Samuel, désormais ex-combattant, dit avoir lui-même convaincu une dizaine de jeunes de déposer les armes pour retourner à la vie civile et avancer vers une vie meilleure.
Samedi 24 mai 2025. Il est un peu plus de 11 heures, sous un soleil de plomb, dans le groupement de Tsere, dans la province de l’Ituri. Samuel, la trentaine, observe avec un sourire discret l’enclos verdoyant où paissent une vingtaine de vaches. Ce pâturage, ces bêtes, cet espace de travail… Tout cela représente plus qu’une simple activité d’élevage : c’est une promesse de stabilité, un symbole de rupture après des années passées dans la brousse, rythmées par la violence au sein du groupe armé Zaïre.
Samuel fait partie des seize ex-combattants et trente-deux jeunes à risque qui bénéficient de ce projet mené par le Programme national de Désarmement, Démobilisation, Relèvement communautaire et Stabilisation (PDDRC-S) et de la MONUSCO pour faciliter le retour à la vie civile et la réinsertion sociale des personnes qui ont combattu dans les groupes armés, responsables de graves violations des droits humains dans cette province.
Vingt-cinq vaches, des pâturages mis gratuitement à la disposition des bénéficiaires par la communauté, des outils, un encadrement technique pour l’élevage, un accompagnement psychosocial ainsi qu’une formation à des activités génératrices de revenus. Les quarante-huit bénéficiaires disposent de quoi se lancer dans une nouvelle vie et rompre avec un passé souvent douloureux.
« Je voulais protéger ma communauté »
C’est en 2021 que Samuel rejoint un groupe armé. « J’ai rejoint le groupe armé parce que ma communauté était abandonnée. J’ai pris les armes pour me défendre, pour défendre les miens », explique-t-il, rappelant qu’en Ituri, les conflits communautaires alimentent un cycle de violences depuis plus de deux décennies.
Cependant, au bout de quelques mois, Samuel perd ses illusions et se rend compte du cycle infernal dans lequel il s’est introduit. « Ce que j’ai vu là-bas m’a brisé, raconte-t-il. Au fil du temps, j’ai compris qu’on ne construit pas un avenir dans la violence ».
Comme de nombreux autres jeunes, il s’est laissé entraîner par un discours simpliste qui oppose les communautés et met en péril la sécurité dans la région.
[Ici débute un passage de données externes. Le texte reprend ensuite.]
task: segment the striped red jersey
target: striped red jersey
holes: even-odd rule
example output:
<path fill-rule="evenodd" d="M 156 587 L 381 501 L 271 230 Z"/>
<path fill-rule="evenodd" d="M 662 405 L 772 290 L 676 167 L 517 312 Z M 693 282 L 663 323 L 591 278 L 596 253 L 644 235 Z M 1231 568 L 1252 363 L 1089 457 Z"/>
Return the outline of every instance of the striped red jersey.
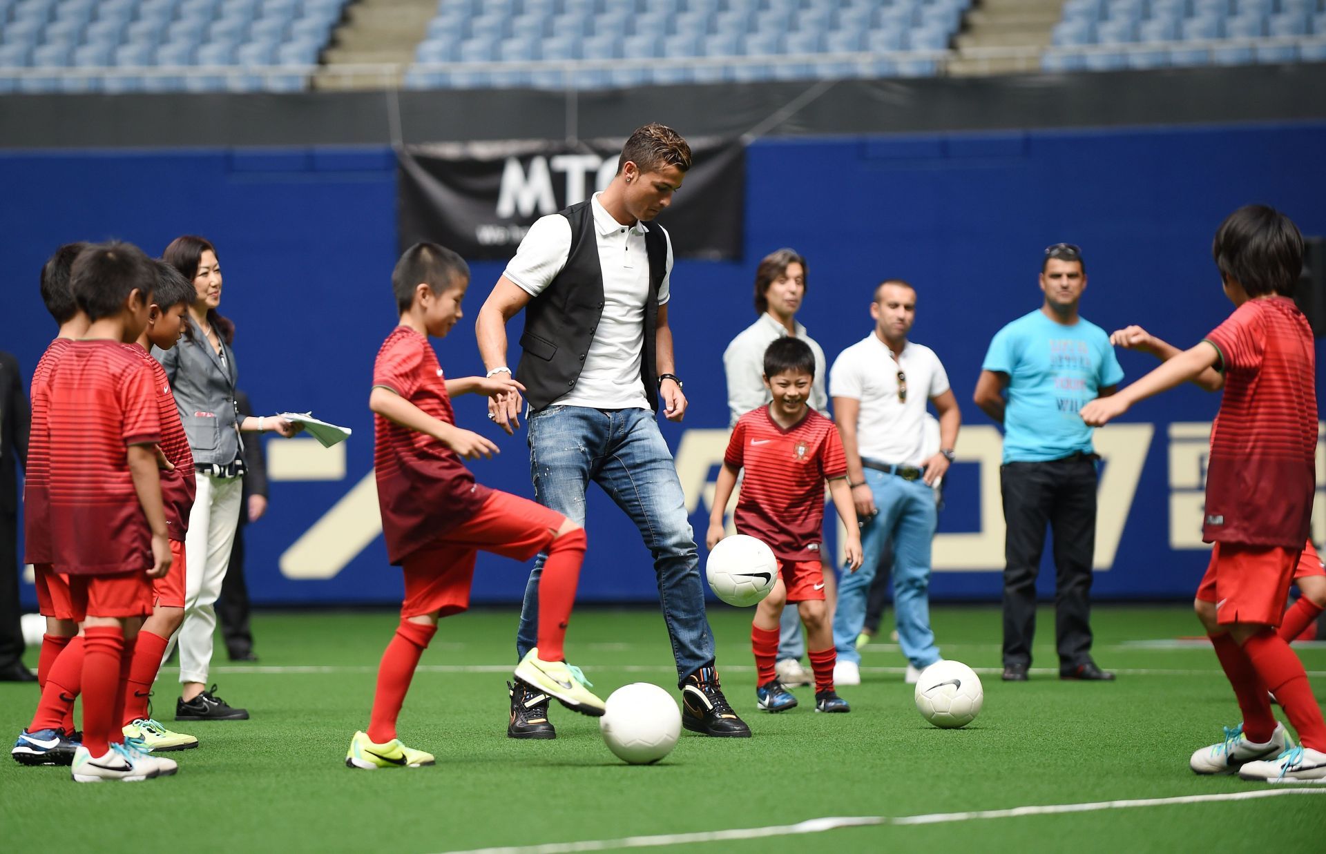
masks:
<path fill-rule="evenodd" d="M 74 341 L 50 371 L 52 562 L 69 574 L 146 570 L 151 529 L 129 446 L 160 442 L 152 371 L 115 341 Z"/>
<path fill-rule="evenodd" d="M 1317 489 L 1313 332 L 1293 300 L 1249 300 L 1205 338 L 1225 375 L 1203 540 L 1299 549 Z"/>
<path fill-rule="evenodd" d="M 438 354 L 408 326 L 396 326 L 382 342 L 373 385 L 399 394 L 438 420 L 456 423 Z M 387 557 L 399 565 L 479 512 L 489 489 L 476 484 L 456 452 L 432 436 L 382 415 L 374 415 L 373 427 L 382 533 Z"/>
<path fill-rule="evenodd" d="M 69 338 L 56 338 L 32 371 L 32 434 L 28 439 L 28 460 L 23 469 L 23 560 L 27 564 L 50 562 L 50 443 L 46 440 L 46 386 L 50 371 L 69 345 Z"/>
<path fill-rule="evenodd" d="M 175 395 L 171 394 L 166 369 L 137 343 L 126 346 L 130 353 L 142 357 L 147 367 L 151 369 L 152 381 L 156 383 L 156 411 L 162 422 L 162 454 L 175 467 L 172 472 L 160 472 L 166 528 L 170 530 L 171 540 L 183 542 L 184 533 L 188 532 L 188 512 L 194 509 L 194 496 L 198 491 L 194 475 L 194 452 L 188 450 L 188 436 L 184 434 L 183 422 L 179 420 L 179 407 L 175 406 Z"/>
<path fill-rule="evenodd" d="M 766 403 L 737 419 L 723 461 L 745 469 L 737 530 L 762 540 L 780 558 L 818 561 L 825 480 L 847 475 L 834 423 L 808 408 L 800 423 L 784 430 Z"/>

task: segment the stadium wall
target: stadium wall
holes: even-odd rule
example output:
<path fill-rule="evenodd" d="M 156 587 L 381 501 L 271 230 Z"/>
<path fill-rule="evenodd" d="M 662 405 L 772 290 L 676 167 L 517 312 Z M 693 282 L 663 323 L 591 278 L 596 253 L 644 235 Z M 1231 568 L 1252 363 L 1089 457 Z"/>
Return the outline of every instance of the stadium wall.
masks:
<path fill-rule="evenodd" d="M 1322 121 L 752 143 L 745 257 L 679 261 L 674 272 L 671 320 L 691 408 L 683 426 L 663 430 L 692 525 L 705 528 L 705 496 L 725 443 L 723 349 L 753 320 L 758 259 L 792 245 L 809 259 L 801 318 L 830 358 L 870 332 L 876 281 L 902 277 L 918 286 L 912 337 L 944 361 L 964 415 L 934 591 L 997 597 L 1000 440 L 971 393 L 991 336 L 1040 304 L 1041 249 L 1059 240 L 1085 248 L 1089 320 L 1106 330 L 1139 322 L 1188 345 L 1227 314 L 1209 256 L 1225 213 L 1266 202 L 1306 233 L 1326 233 L 1322 151 Z M 52 333 L 36 285 L 57 244 L 114 236 L 159 252 L 179 233 L 202 233 L 221 252 L 240 385 L 259 410 L 312 410 L 355 431 L 333 450 L 308 439 L 268 442 L 271 511 L 247 533 L 249 589 L 261 605 L 399 601 L 400 577 L 377 529 L 366 404 L 374 354 L 395 322 L 394 168 L 387 146 L 0 154 L 0 349 L 16 353 L 25 371 Z M 438 345 L 452 375 L 480 370 L 469 320 L 500 273 L 500 263 L 473 265 L 467 320 Z M 1131 353 L 1120 362 L 1128 381 L 1152 365 Z M 1207 561 L 1199 508 L 1216 407 L 1215 396 L 1183 389 L 1098 434 L 1106 463 L 1097 595 L 1191 595 Z M 481 400 L 461 398 L 456 410 L 461 423 L 484 424 Z M 499 459 L 473 464 L 476 473 L 530 495 L 522 434 L 501 447 Z M 1323 508 L 1318 503 L 1318 540 Z M 655 598 L 650 556 L 625 517 L 598 492 L 589 511 L 582 599 Z M 484 557 L 475 597 L 516 601 L 525 574 Z M 1042 590 L 1052 580 L 1053 572 L 1042 573 Z M 30 585 L 24 595 L 32 599 Z"/>

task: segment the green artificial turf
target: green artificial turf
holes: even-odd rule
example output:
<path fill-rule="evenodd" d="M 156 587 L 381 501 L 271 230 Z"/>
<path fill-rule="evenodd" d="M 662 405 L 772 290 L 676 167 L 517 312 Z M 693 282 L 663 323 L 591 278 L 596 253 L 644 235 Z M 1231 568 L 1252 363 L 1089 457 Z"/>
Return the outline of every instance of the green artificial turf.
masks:
<path fill-rule="evenodd" d="M 0 762 L 5 851 L 451 851 L 619 839 L 838 817 L 904 817 L 1131 798 L 1249 792 L 1265 785 L 1196 777 L 1188 755 L 1238 717 L 1209 648 L 1147 644 L 1195 633 L 1185 607 L 1098 607 L 1095 656 L 1113 684 L 1054 678 L 1053 613 L 1042 611 L 1032 680 L 983 674 L 985 708 L 965 729 L 920 719 L 895 646 L 865 652 L 843 687 L 850 715 L 817 715 L 809 688 L 781 715 L 754 705 L 749 611 L 711 622 L 732 704 L 753 739 L 684 733 L 660 764 L 629 766 L 594 719 L 554 704 L 554 741 L 505 737 L 504 679 L 514 663 L 513 610 L 443 621 L 424 654 L 400 737 L 438 765 L 361 772 L 343 765 L 367 724 L 390 613 L 259 614 L 257 664 L 219 662 L 217 694 L 249 721 L 179 724 L 202 747 L 172 753 L 179 774 L 141 784 L 76 785 L 68 768 Z M 947 658 L 1000 663 L 994 607 L 936 607 Z M 223 648 L 217 643 L 217 648 Z M 607 696 L 629 682 L 672 688 L 656 610 L 577 611 L 568 656 Z M 1298 647 L 1319 700 L 1326 647 Z M 36 650 L 29 650 L 34 666 Z M 175 671 L 156 683 L 172 725 Z M 0 684 L 0 727 L 17 736 L 36 688 Z M 1146 806 L 1085 814 L 847 827 L 725 839 L 701 850 L 769 851 L 1252 851 L 1326 850 L 1326 786 L 1313 796 Z M 679 846 L 680 847 L 680 846 Z M 687 843 L 686 847 L 695 847 Z"/>

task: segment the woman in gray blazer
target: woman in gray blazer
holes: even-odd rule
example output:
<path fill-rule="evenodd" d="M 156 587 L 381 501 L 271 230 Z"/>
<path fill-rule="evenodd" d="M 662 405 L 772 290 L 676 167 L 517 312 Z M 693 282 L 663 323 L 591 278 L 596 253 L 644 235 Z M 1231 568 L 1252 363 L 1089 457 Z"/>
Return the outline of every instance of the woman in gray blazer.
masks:
<path fill-rule="evenodd" d="M 178 635 L 182 690 L 175 720 L 245 720 L 245 709 L 232 708 L 207 690 L 216 629 L 212 605 L 220 595 L 239 525 L 244 477 L 241 434 L 273 431 L 293 436 L 302 424 L 271 415 L 239 416 L 235 406 L 239 373 L 231 350 L 235 325 L 216 310 L 221 301 L 216 248 L 203 237 L 186 235 L 171 241 L 162 257 L 192 281 L 198 293 L 188 306 L 188 325 L 180 342 L 171 350 L 152 349 L 170 378 L 198 467 L 198 497 L 184 537 L 184 625 Z"/>

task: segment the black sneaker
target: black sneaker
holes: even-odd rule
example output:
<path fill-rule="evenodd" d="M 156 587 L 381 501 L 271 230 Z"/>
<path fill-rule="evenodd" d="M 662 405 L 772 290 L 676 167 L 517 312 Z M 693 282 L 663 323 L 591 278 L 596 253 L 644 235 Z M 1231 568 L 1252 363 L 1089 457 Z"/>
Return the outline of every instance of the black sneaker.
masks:
<path fill-rule="evenodd" d="M 216 696 L 216 686 L 203 691 L 196 698 L 175 702 L 175 720 L 248 720 L 248 709 L 231 708 L 225 700 Z"/>
<path fill-rule="evenodd" d="M 511 695 L 511 720 L 507 721 L 508 739 L 556 739 L 557 731 L 548 720 L 548 700 L 542 691 L 517 679 L 507 683 Z"/>
<path fill-rule="evenodd" d="M 749 739 L 751 727 L 728 705 L 719 684 L 719 671 L 701 667 L 682 687 L 682 725 L 691 732 L 725 739 Z"/>

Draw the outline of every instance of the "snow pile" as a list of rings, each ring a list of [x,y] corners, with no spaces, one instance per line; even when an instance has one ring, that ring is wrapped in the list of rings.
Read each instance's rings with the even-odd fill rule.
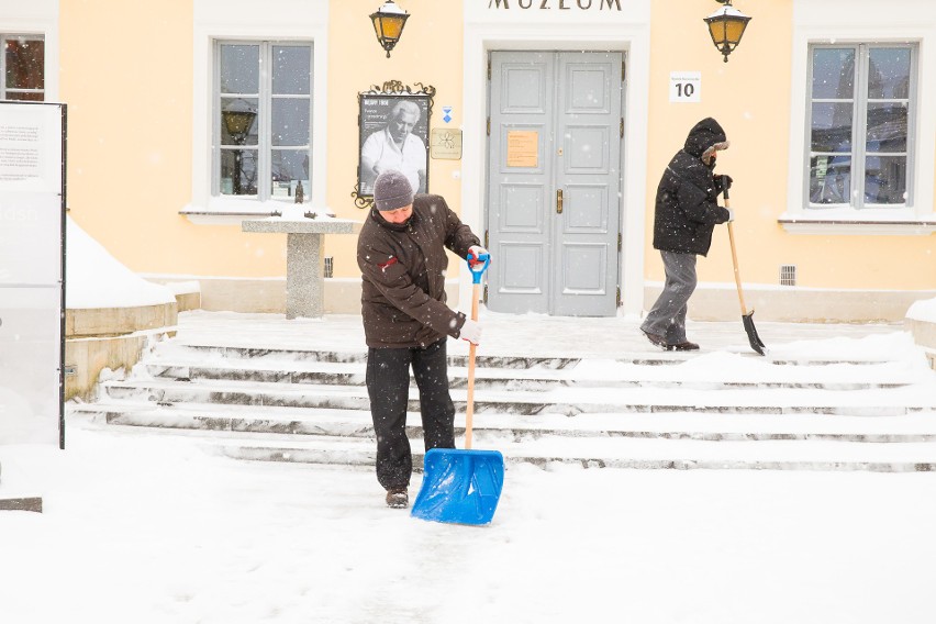
[[[936,299],[914,301],[910,310],[906,311],[906,317],[914,321],[936,323]]]
[[[69,216],[66,220],[65,303],[69,310],[135,308],[176,300],[166,287],[120,264]]]

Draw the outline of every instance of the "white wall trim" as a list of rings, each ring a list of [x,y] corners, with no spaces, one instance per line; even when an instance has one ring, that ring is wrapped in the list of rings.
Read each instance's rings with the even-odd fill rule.
[[[911,172],[913,205],[894,212],[895,221],[931,221],[936,166],[936,12],[932,0],[793,0],[793,49],[790,85],[790,151],[787,188],[789,219],[822,211],[803,205],[806,153],[809,45],[834,42],[916,42],[918,47],[917,118]],[[865,221],[865,210],[846,209],[848,219]],[[815,227],[822,225],[814,224]],[[788,230],[789,231],[789,230]],[[832,233],[826,231],[826,233]],[[869,232],[870,233],[870,232]]]
[[[487,2],[483,2],[487,5]],[[594,3],[598,4],[597,2]],[[622,2],[626,12],[581,11],[573,20],[542,12],[482,11],[465,3],[461,219],[483,231],[487,203],[488,53],[495,49],[589,49],[626,54],[622,186],[622,308],[619,315],[639,316],[644,303],[644,226],[646,220],[646,153],[649,119],[649,0]],[[465,271],[459,299],[470,301],[471,278]]]
[[[179,212],[198,215],[196,223],[226,222],[234,213],[268,215],[282,210],[276,201],[259,202],[211,196],[212,44],[218,38],[313,42],[312,192],[309,203],[325,205],[327,185],[327,59],[330,0],[194,0],[192,45],[192,192]],[[213,220],[212,214],[219,219]]]

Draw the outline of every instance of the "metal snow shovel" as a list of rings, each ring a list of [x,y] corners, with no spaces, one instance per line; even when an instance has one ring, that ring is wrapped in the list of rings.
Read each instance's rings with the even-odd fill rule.
[[[470,259],[470,256],[469,256]],[[468,264],[473,281],[471,320],[478,320],[481,275],[491,258],[481,255],[483,264]],[[465,410],[465,448],[431,448],[423,461],[423,484],[413,503],[411,515],[435,522],[489,524],[494,517],[504,484],[504,458],[497,450],[471,449],[471,417],[475,412],[475,348],[468,349],[468,404]]]
[[[725,208],[731,208],[732,203],[728,199],[728,189],[725,189],[723,194],[725,197]],[[738,255],[735,252],[735,231],[732,227],[731,221],[728,221],[728,241],[732,244],[732,264],[735,266],[735,283],[738,286],[738,300],[742,305],[742,323],[744,323],[744,331],[747,332],[747,339],[750,343],[750,348],[760,355],[765,355],[764,349],[767,345],[760,342],[760,336],[757,335],[757,328],[754,326],[754,310],[748,312],[747,307],[744,304],[744,292],[742,292],[740,274],[738,272]]]

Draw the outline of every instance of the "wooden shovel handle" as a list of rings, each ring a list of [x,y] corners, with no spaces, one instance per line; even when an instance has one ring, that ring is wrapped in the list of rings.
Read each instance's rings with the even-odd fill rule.
[[[480,286],[471,287],[471,320],[478,320],[478,297]],[[469,342],[468,347],[468,404],[465,406],[465,448],[471,448],[471,421],[475,415],[475,349],[478,347]]]
[[[732,208],[732,200],[728,198],[728,189],[725,189],[725,208]],[[728,221],[728,242],[732,244],[732,265],[735,267],[735,283],[738,288],[738,301],[742,307],[742,316],[747,315],[747,307],[744,304],[744,292],[740,287],[740,272],[738,272],[738,255],[735,252],[735,230],[732,227],[732,222]]]

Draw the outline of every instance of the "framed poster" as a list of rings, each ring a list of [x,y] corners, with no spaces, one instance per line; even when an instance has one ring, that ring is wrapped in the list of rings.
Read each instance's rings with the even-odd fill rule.
[[[435,88],[420,89],[392,80],[358,93],[357,188],[355,204],[374,203],[374,181],[381,171],[397,169],[413,192],[428,192],[430,118]]]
Sans perspectives, nombreux cèdent aux sirènes de milices qui recrutent principalement parmi les jeunes, pour la plupart désœuvrés et sans emploi.
Initier le dialogue et convaincre les miliciens
Du 26 mai au 1er juin 2023 à Aru, le gouvernement provincial de l’Ituri, avec le soutien technique et financier de la MONUSCO, a organisé un dialogue réunissant les principaux groupes armés opérant en Ituri. Quatre groupes armés actifs avaient répondu présents : le Front de résistance patriotique de l’Ituri (FRPI), la Force patriotique et intégrationniste du Congo (FPIC), la Coopérative pour le développement du Congo (CODECO), le Mouvement pour l’autodéfense de la province de l’Ituri (MAPI).
À l'issue de ces discussions, un protocole d’accord a été signé dans lequel les groupes armés se sont engagés à cesser les hostilités et à œuvrer pour la paix, la sécurité et la cohésion sociale en Ituri. A la suite de ce dialogue, des activités de sensibilisation ont été menées pendant plusieurs semaines pour informer et convaincre les combattants de déposer les armes et réintégrer la vie sociale.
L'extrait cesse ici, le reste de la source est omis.